But Dr. Haas isn’t just the state veterinarian within the Agency of Ag, she’s also the head of “food safety and consumer protection.” With that role, one would expect her to be informing consumers when farms violate food safety rules, especially when those violations result in contamination of the food supply.

Think again. Just look at the “consumer protection” section at the Agency’s own website (screenshot below). “Text goes here” is all they’ve got.

RegenVt found this bare webpage while seeking to find out if the Agency was alerting consumers about two recent cases of farms shipping milk in violation of antibiotic residue limits. And both shipments were not detected until AFTER they were processed and made into dairy products.

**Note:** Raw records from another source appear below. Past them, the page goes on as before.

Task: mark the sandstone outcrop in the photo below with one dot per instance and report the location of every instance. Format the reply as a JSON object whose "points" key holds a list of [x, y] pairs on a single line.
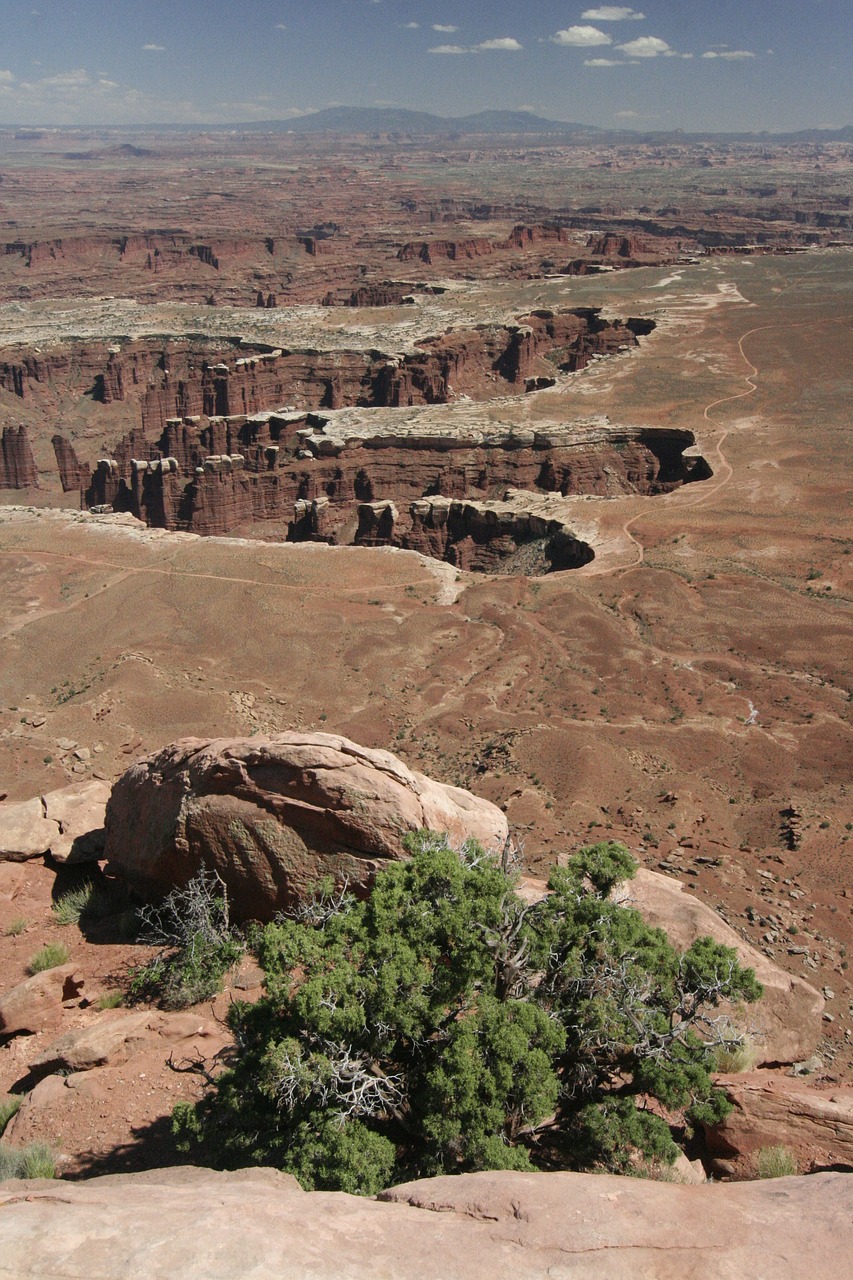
{"points": [[67, 823], [73, 474], [211, 475], [785, 1024], [496, 536], [770, 1110], [194, 1224], [17, 462], [273, 814]]}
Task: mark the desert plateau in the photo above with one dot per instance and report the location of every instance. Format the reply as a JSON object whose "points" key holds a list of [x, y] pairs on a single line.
{"points": [[357, 480]]}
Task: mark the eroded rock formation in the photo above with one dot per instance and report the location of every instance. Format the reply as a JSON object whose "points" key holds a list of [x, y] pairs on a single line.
{"points": [[273, 814], [73, 474], [17, 461], [224, 472], [770, 1110], [187, 378]]}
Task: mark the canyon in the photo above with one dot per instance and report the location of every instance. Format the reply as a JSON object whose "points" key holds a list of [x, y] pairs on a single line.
{"points": [[523, 461]]}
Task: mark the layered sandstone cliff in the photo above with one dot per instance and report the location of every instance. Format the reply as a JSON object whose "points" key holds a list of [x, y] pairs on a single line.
{"points": [[17, 461]]}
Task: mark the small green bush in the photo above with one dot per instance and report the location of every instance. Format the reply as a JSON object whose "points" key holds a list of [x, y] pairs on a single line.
{"points": [[109, 1000], [735, 1056], [51, 954], [197, 946], [37, 1160], [69, 908], [775, 1162], [89, 903], [8, 1109]]}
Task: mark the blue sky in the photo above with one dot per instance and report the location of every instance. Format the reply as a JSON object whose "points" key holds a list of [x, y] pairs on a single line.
{"points": [[667, 64]]}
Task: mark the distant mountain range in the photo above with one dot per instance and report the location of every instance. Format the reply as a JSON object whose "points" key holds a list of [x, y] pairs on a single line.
{"points": [[374, 119]]}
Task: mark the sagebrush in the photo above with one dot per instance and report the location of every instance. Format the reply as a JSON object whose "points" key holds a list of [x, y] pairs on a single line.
{"points": [[197, 945]]}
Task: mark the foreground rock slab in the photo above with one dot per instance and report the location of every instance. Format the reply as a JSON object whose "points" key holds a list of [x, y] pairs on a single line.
{"points": [[273, 814], [192, 1224]]}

It seemed like a pretty good opportunity for Dr. Haas to put on her “food safety and consumer protection” hat, no? Instead, the silence is deafening.

But the silence ends when the enabling begins again.

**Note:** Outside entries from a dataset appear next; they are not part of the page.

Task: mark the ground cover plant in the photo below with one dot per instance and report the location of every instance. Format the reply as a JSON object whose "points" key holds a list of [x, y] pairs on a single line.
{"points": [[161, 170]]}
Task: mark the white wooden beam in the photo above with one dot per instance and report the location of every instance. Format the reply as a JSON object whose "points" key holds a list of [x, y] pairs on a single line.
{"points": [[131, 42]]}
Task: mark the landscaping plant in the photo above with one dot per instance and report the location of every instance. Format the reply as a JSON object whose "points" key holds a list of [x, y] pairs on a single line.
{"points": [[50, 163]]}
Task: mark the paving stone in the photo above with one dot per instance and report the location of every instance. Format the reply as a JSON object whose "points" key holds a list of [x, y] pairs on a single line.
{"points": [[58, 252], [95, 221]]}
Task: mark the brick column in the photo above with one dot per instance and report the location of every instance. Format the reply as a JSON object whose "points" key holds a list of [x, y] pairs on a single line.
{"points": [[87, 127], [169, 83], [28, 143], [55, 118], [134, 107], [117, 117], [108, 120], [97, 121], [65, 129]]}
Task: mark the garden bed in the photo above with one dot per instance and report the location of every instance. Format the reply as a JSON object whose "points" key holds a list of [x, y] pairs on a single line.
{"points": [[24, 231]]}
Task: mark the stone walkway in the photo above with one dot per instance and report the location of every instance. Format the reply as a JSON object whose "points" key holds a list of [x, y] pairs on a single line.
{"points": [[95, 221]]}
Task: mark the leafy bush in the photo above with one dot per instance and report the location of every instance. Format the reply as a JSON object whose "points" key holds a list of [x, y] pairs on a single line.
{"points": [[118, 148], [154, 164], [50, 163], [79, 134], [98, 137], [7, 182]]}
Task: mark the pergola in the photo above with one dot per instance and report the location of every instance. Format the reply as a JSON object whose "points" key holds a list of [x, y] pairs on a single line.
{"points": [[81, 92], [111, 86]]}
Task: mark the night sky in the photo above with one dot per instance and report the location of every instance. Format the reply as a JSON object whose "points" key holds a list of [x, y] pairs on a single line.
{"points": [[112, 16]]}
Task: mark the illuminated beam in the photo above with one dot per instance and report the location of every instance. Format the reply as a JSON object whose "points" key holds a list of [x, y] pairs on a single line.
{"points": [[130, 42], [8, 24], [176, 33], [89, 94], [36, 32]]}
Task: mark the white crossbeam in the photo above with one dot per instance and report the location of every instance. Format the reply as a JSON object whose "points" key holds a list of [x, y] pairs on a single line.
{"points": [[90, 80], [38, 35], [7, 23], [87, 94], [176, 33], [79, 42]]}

Here, for example, is how Dr. Haas responded when asked how the Agency of Ag is responding to the World Health Organization’s “urgent” call for a reduction of on-farm antibiotics usage: “The reduction of farm animal antibiotic use is not a goal of the Agency…The Agency does not monitor antibiotic purchases and sales or maintain records that quantify this data.”

Data? Reduction goals? Who needs that? It’s the sound regulatory heads stuck in sand. And it’s NOT in the public’s interest.

The consumers of Vermont’s dairy products deserve better, much better. It’s time to break up the dual and conflicting roles within the Agency of Agriculture. Because it’s clear our “state veterinarian” isn’t taking her “consumer protection” job very seriously.